Deux femmes belges veuves de combattants de l'Etat islamique (EI) actuellement détenues dans le camp de réfugiés de Al-Hol (nord de la Syrie) espèrent pouvoir revenir en Belgique. Dans un entretien accordé à la VRT, elles expliquent éprouver des regrets. "Nous sommes désolées pour notre faute et nous espérons pouvoir la réparer", ont-elles expliqué. Les deux jeunes femmes (Bouchra et Tatiana) sont originaires du district anversois de Borgerhout. Les hommes qu'elles ont suivis il y a cinq ans en zone de guerre ont depuis lors été tués au combat. Elles ont toutes les deux des enfants de nationalité belge et se sont remariées avec d'autres djihadistes dont on a perdu la trace.

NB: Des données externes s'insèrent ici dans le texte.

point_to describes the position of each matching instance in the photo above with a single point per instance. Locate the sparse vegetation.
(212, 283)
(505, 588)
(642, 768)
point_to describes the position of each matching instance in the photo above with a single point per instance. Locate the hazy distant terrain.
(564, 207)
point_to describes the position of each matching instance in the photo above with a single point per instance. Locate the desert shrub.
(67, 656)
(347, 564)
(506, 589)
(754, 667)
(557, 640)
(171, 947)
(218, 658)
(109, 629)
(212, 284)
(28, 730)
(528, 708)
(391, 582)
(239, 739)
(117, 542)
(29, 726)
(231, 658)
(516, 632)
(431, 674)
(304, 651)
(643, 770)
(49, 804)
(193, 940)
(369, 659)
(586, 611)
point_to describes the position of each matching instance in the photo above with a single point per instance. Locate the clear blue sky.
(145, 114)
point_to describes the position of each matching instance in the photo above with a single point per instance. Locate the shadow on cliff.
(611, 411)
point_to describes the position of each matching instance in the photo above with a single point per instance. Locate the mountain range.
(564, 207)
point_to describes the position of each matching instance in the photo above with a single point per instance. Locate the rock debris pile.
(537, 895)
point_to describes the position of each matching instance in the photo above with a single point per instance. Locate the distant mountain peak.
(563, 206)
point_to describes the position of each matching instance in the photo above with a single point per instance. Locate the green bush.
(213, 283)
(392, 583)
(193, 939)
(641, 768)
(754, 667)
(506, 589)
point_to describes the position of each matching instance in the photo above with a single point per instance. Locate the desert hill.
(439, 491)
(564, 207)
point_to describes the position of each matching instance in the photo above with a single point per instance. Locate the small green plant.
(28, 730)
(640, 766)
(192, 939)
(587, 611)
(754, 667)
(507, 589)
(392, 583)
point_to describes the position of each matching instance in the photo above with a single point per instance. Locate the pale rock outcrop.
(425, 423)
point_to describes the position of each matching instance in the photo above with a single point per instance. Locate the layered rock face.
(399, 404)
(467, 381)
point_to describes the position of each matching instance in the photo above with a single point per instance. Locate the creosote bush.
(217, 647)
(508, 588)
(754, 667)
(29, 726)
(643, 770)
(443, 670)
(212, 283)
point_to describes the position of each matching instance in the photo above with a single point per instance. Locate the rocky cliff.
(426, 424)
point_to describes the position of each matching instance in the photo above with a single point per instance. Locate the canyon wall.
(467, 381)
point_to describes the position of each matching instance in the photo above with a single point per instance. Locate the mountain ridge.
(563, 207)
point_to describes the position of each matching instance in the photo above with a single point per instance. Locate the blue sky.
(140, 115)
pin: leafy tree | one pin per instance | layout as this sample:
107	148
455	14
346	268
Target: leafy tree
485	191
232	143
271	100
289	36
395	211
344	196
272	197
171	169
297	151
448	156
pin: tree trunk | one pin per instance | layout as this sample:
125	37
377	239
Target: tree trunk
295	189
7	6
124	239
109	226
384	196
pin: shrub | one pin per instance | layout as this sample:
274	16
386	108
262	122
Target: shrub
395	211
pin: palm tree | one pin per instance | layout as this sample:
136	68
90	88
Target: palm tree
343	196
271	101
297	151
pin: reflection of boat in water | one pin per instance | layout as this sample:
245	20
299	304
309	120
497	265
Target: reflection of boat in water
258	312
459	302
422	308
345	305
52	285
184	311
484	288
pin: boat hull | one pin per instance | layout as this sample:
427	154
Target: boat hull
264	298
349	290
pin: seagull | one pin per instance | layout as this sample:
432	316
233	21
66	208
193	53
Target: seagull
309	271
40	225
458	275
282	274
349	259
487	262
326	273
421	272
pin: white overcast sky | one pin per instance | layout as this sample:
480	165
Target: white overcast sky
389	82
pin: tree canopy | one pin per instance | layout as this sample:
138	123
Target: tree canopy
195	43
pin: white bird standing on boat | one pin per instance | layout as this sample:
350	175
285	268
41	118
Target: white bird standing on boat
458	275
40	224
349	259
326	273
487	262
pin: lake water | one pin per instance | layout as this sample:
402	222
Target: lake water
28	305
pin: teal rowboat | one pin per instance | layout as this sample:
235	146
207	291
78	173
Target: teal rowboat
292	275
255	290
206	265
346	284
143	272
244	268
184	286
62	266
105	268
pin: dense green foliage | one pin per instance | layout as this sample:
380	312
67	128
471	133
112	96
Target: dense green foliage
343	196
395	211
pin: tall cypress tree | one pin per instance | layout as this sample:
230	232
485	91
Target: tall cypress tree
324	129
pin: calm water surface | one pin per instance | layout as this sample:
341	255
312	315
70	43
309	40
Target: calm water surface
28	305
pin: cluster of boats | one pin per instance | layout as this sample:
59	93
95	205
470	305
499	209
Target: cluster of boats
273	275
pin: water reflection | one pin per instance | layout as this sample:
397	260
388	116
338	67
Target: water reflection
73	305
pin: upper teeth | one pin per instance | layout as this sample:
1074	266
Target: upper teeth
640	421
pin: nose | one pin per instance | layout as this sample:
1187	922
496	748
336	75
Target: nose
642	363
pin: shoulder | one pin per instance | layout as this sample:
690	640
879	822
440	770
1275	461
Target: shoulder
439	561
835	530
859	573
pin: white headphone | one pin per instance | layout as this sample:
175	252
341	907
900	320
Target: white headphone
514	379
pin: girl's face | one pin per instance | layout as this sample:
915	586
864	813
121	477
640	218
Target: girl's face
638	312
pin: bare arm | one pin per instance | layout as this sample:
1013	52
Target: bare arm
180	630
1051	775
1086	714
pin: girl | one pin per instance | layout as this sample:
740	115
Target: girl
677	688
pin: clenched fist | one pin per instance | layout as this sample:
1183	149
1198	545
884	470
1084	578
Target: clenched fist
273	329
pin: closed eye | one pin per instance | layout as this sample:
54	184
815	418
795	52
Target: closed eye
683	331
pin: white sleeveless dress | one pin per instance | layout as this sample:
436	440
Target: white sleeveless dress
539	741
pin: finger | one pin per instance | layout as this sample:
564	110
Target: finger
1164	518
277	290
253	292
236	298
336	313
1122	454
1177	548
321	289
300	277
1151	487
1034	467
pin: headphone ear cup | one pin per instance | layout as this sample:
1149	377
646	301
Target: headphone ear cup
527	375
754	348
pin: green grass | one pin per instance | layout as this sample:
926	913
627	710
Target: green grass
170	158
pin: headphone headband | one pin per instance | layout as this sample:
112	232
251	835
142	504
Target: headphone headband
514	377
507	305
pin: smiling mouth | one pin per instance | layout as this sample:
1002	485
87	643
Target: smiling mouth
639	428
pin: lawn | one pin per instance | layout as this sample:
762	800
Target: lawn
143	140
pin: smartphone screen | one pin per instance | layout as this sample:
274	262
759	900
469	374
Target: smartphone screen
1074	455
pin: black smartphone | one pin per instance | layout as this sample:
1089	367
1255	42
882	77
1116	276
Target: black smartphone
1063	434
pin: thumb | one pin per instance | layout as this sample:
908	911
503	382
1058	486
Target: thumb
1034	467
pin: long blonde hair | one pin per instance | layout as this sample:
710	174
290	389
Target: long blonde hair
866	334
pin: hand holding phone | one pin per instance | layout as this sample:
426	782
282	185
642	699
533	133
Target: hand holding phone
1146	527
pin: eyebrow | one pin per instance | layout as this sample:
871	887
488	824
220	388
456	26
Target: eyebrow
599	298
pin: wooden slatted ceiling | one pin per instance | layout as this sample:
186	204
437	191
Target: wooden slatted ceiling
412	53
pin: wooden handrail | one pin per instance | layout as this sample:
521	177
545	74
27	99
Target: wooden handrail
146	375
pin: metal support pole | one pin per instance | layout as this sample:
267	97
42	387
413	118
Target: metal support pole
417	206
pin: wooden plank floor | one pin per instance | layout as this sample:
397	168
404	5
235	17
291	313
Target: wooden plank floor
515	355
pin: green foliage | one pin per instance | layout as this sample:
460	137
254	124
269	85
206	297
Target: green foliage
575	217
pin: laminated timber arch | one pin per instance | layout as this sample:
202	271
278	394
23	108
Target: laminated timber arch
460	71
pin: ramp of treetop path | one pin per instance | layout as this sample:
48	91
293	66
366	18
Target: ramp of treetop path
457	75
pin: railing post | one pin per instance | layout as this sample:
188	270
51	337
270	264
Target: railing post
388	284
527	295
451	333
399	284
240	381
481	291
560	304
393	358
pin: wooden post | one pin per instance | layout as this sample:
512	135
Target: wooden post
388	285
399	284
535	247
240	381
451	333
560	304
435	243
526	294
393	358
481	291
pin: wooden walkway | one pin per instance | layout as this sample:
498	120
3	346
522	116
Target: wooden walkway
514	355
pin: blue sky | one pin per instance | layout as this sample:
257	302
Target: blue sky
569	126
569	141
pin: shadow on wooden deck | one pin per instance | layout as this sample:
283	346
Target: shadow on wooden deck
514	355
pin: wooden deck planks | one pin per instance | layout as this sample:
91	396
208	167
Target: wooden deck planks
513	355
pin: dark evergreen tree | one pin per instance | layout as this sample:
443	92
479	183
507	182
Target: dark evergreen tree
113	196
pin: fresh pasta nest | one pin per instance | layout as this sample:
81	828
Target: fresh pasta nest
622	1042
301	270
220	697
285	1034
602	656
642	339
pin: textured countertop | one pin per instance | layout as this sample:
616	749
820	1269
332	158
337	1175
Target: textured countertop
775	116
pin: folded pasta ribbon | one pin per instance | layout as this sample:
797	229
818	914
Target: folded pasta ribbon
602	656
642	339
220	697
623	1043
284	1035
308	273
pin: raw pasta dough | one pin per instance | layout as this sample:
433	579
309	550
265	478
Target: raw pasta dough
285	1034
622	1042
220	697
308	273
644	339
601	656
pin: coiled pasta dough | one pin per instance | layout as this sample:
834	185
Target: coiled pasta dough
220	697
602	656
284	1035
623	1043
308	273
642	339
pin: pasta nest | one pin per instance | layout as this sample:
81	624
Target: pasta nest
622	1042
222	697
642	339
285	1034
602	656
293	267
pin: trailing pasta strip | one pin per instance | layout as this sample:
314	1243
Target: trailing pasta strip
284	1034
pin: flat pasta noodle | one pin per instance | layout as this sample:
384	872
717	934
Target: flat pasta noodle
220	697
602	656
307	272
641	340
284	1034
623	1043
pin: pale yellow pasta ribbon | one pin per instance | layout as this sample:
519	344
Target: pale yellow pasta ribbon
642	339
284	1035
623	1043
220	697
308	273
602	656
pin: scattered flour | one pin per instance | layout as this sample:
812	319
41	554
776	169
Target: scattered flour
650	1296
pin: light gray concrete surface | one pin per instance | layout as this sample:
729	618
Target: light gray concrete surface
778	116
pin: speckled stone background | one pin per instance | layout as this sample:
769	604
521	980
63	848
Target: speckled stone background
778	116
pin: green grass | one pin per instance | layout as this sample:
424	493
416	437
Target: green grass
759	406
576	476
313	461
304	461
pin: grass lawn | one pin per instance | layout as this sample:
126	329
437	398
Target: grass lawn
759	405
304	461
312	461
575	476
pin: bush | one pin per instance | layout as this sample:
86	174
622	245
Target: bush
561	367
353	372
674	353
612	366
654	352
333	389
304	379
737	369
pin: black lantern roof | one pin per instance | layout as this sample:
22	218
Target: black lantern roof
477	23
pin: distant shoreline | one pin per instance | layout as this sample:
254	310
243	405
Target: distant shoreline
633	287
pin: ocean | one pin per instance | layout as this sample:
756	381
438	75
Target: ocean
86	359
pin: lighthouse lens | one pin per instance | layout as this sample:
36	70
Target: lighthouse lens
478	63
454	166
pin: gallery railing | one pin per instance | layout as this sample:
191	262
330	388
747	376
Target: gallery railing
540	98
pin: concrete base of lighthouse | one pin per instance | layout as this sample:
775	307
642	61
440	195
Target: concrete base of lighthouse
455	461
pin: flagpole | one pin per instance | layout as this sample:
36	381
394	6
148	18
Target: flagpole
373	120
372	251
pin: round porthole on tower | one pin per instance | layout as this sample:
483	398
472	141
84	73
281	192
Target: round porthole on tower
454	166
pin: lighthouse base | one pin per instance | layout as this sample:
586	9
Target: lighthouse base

Elles ont exprimé leur souhait de revenir en Belgique. "J'ai fait une erreur. Je suis moi-même venue ici, personne ne m'y a contraint. Nous sommes désolées pour notre faute et nous espérons pouvoir la réparer."

Les femmes indiquent se rendre compte que leur retour pourrait leur valoir des conséquences pénales. "Tant que mes enfants sont en sécurité et peuvent aller à l'école, cela m'est égal", explique Tatiana. "Nous sommes de toute façon déjà en prison ici", ajoute Bouchra.